Der erste Abschnitt betrifft den Menschen. Es sind die Lehren des Aristoteles und des Galen, die uns hier in derjenigen Gestalt begegnen, die sie durch spätere Schriftsteller erfahren haben[823]. Das Gehirn soll von Natur kalt, das Herz dagegen warm sein. Das Gehirn liege oberhalb des Herzens, damit seine Kälte durch die Wärme des Herzens gemildert werden könne. Die Natur lasse zuerst das Herz entstehen und danach das Gehirn. Vom Auge heißt es, es sei von dünnen Häuten umgeben. Diese umschlössen die kristallinische Feuchtigkeit, auf welcher die Sehkraft beruhe. Der Sehnerv wird als eine hohle Ader bezeichnet, deren Aufgabe es sei, den Augen die eigentliche geistige Sinnestätigkeit zuzuführen. Man sieht, es sind verworrene Vorstellungen, aus denen nicht ersichtlich ist, wie sich Megenberg den Vorgang des Sehens eigentlich denkt. Über das Herz und die Lungen äußert er sich mit folgenden Worten: Das Herz ist das erste Lebendige und das letzte Organ, das stirbt. Es besitzt zwei Kammern, eine rechte und eine linke. Sie bergen das Blut und die besonderen Geister, welche das Leben bedingen. Die Geister und das Blut strömen durch die Adern vom Herzen zu den übrigen Organen hin. Das Herz ist der Lunge angelagert, weil die weiche Lunge durch ihre Tätigkeit, Luft aufzunehmen, das Herz kühl halten kann, so daß es nicht in seiner eigenen Hitze erstickt. Eine genauere Unterscheidung zwischen Adern, Nerven und Sehnen findet auch bei Megenberg noch nicht statt.

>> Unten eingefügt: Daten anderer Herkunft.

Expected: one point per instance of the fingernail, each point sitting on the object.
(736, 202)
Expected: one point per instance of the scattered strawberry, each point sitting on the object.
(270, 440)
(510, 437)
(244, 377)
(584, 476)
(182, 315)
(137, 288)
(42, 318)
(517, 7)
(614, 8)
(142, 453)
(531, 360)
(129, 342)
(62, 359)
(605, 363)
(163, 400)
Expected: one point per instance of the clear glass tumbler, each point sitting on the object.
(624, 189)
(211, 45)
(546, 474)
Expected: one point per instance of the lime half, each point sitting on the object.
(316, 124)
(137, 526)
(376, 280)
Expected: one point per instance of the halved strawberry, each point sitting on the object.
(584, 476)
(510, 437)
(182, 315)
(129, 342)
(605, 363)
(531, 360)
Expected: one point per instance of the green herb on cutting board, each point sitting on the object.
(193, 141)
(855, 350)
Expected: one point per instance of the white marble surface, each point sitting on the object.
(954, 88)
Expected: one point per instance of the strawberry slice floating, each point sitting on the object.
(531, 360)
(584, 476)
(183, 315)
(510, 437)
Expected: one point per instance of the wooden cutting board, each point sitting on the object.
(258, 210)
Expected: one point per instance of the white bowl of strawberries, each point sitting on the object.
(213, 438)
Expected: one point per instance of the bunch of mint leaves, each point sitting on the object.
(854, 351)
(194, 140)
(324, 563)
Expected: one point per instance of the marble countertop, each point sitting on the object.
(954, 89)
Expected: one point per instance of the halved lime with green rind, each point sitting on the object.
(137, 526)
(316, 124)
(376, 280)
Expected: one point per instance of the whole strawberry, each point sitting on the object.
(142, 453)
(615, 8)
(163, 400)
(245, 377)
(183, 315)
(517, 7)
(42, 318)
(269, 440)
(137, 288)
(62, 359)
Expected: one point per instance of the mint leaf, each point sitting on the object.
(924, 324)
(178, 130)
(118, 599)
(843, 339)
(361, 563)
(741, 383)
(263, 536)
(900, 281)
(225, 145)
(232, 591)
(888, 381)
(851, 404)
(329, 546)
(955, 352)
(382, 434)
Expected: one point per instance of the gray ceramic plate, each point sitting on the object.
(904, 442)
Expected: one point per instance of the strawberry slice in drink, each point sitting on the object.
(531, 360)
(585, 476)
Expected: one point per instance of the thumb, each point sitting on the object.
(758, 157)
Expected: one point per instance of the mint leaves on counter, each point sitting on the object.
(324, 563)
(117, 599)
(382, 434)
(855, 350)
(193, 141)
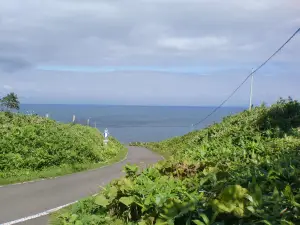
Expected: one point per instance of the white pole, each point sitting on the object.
(251, 90)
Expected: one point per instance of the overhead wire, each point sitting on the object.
(244, 81)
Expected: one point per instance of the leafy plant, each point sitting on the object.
(244, 170)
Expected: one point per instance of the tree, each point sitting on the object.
(10, 102)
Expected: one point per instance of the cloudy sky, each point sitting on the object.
(148, 52)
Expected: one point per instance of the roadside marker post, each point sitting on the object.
(105, 136)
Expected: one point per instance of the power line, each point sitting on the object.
(254, 71)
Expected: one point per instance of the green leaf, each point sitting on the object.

Der zweite Abschnitt handelt »von den Himmeln und den sieben Planeten«. Außerhalb des Firmaments, an dem die Fixsterne befestigt sind, unterscheidet Megenberg noch zwei Sphären, den Wälzer und den Feuerhimmel. Nach innen folgen die sieben Planetenhimmel, von denen jeder nur einen Stern trägt. Alles bewegt sich in verschiedenen Zeiträumen um den Mittelpunkt der Welt, die Erde. Jeder Planet hat seine besonderen Eigenschaften und Wirkungen. So ist Jupiter warm und trocken. Deshalb macht er das Erdreich fruchtbar und bringt ein gutes Jahr, wenn er in seiner vollen Kraft und günstigsten Stellung scheint. Mars ist heiß und trocken; daher erhitzt er der Menschen Herz und macht sie zornig. Der Sonne werden fünfzehn Eigenschaften zugeschrieben, die dann in allegorischer Weise auf die heilige Jungfrau bezogen werden.

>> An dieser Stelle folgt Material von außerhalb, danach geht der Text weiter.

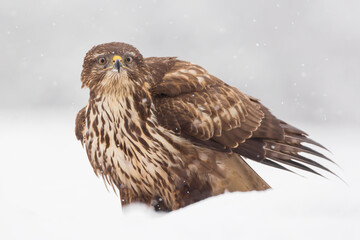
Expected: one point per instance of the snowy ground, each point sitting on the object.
(48, 191)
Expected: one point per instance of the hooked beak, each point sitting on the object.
(117, 63)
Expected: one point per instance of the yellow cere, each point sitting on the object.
(116, 57)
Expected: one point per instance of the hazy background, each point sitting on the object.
(301, 58)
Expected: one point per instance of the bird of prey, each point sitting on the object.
(167, 133)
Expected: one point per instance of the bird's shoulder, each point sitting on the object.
(199, 106)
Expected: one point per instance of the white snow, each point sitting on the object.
(49, 191)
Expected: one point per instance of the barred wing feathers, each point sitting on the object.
(200, 107)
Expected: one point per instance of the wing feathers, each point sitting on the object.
(210, 113)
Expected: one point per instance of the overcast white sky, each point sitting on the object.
(300, 57)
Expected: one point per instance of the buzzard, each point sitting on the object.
(167, 133)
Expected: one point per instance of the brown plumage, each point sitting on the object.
(167, 133)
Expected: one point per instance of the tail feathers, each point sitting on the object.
(237, 175)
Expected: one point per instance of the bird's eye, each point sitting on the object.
(102, 60)
(128, 60)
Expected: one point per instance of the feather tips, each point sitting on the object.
(200, 107)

Hinsichtlich der Kometen begegnen wir einer Auffassung, die von Aristoteles bis zu Tychos und Keplers Zeiten die herrschende blieb. Ein Komet ist danach kein eigentlicher Stern, sondern ein »Feuer, das im obersten Luftreich brennt«. Genährt wird dieses Feuer durch fettigen, der Erde entstammenden Dunst. Die Dauer des Kometen hängt davon ab, wie lange dieser Dunst in hinreichender Menge nachströmt. Betrachtete man die Kometen als atmosphärische Erscheinungen, so war die Annahme, daß sie auf die Erde eine tiefere Wirkung als die Gestirne ausüben, ganz folgerichtig. Der Komet muß für das Land, dem er den Schweif zukehrt »ein Hungerjahr bringen, weil dem Boden dort die Feuchtigkeit entzogen wird«. Die Milchstraße endlich wird ganz zutreffend auf »zahlreiche, nahe beieinander befindliche Sterne zurückgeführt, deren Schein vereint leuchtet«.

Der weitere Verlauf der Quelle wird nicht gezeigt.